We began with methods for modelling uncertainty and inference; there are many textbooks on this. One to consult is Mood, Graybill and Boes (1991); another is Azzalini (1992), which takes more of a modelling viewpoint. Non- parametric models are distribution-free, as they do not require heavy preliminary assumptions. They may be very useful, especially in an exploratory context. For a review of non-parametric methods see Gibbons and Chakraborti (1992). Semi- parametric models, based on mixture models, can provide a powerful probabilistic approach to cluster analysis. For an introductory treatment from a data mining viewpoint, see Hastie, Tibshirani and Friedman (2001).
Introduction of the Gaussian distribution allows us to bring regression methods into the field of normal linear models, and therefore to correlate the least squares method with measures of sample variability, as well as to provide thresholds for evaluating goodness of fit. For an introduction to the normal linear model,
consult Mood, Graybill and Boes (1991) or a classic econometrics text such as Greene (1999). It is possible to develop the normal linear model into generalised linear models. For an introduction consult the original article of Nelder and Wedderburn (1972) and the books of Dobson (1990), McCullagh and Nelder (1989) and Agresti (1990).

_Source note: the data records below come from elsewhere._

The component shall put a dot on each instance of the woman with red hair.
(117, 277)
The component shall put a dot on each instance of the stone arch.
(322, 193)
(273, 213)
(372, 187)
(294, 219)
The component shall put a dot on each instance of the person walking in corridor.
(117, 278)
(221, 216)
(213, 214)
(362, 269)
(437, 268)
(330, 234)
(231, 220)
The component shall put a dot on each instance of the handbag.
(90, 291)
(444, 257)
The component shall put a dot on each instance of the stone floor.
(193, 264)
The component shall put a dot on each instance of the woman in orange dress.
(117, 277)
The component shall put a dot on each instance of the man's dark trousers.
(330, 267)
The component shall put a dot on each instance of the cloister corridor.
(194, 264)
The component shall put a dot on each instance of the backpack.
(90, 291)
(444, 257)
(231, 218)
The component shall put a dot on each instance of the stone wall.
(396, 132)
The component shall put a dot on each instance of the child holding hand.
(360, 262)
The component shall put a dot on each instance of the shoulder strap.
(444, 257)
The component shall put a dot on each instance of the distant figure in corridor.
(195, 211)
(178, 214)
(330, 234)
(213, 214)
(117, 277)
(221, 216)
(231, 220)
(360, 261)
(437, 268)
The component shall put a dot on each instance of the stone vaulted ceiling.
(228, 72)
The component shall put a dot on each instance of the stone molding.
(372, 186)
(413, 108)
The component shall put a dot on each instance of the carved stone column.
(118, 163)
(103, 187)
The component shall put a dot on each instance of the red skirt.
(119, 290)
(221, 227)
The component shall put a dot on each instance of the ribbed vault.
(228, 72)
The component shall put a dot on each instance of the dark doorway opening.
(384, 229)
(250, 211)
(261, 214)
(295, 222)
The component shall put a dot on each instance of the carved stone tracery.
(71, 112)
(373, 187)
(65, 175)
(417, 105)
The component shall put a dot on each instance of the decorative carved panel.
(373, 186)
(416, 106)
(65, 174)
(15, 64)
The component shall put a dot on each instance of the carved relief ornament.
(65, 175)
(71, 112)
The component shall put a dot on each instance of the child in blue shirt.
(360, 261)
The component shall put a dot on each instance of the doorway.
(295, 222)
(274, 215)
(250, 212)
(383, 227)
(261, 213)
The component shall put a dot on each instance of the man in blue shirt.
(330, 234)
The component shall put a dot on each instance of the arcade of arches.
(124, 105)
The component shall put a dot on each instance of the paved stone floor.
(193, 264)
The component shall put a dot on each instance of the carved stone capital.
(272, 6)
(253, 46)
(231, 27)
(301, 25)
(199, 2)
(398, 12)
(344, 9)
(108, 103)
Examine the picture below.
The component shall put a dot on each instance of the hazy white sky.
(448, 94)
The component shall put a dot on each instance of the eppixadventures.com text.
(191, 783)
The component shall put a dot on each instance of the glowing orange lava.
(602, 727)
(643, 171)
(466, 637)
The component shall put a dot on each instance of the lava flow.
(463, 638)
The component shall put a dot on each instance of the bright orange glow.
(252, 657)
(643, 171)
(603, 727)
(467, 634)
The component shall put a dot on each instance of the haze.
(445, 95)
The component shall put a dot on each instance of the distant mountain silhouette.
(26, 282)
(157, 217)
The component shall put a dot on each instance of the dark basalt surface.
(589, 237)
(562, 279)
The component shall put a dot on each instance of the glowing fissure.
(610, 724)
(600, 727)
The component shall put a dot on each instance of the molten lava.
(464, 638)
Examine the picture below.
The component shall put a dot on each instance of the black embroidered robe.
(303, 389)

Log-linear models are an important class generalised linear models. They are symmetric models and are mainly used to obtain the associative structure among categorical variables, whose observations are classified in multiple contingency tables. Graphical log-linear models are particularly useful for data interpretation. For an introduction to log-linear models, look at the earlier texts or at Christensen (1997). For graphical log-linear models it is better to consult texts on graphical models, for example Whittaker (1990).
We introduced the concept of conditional independence (and dependence); graphical representation of conditional independence relationships allowed us to take what we saw for graphical log-linear models and generalise it to a wider class of statistical models, known as graphical models. Graphical models are very general statistical models for data mining. In particular, they can adapt to different analytical objectives, from predicting multivariate response variables (recursive models) to finding associative structure (symmetric models), in the presence of both qualitative and quantitative variables. For an introduction to graphical models, consult Edwards (1995), Whittaker (1990) or Lauritzen (1996). For directed graphical models, also known as probabilistic expert systems, see Cowell et al. (1999) or Jensen (1996).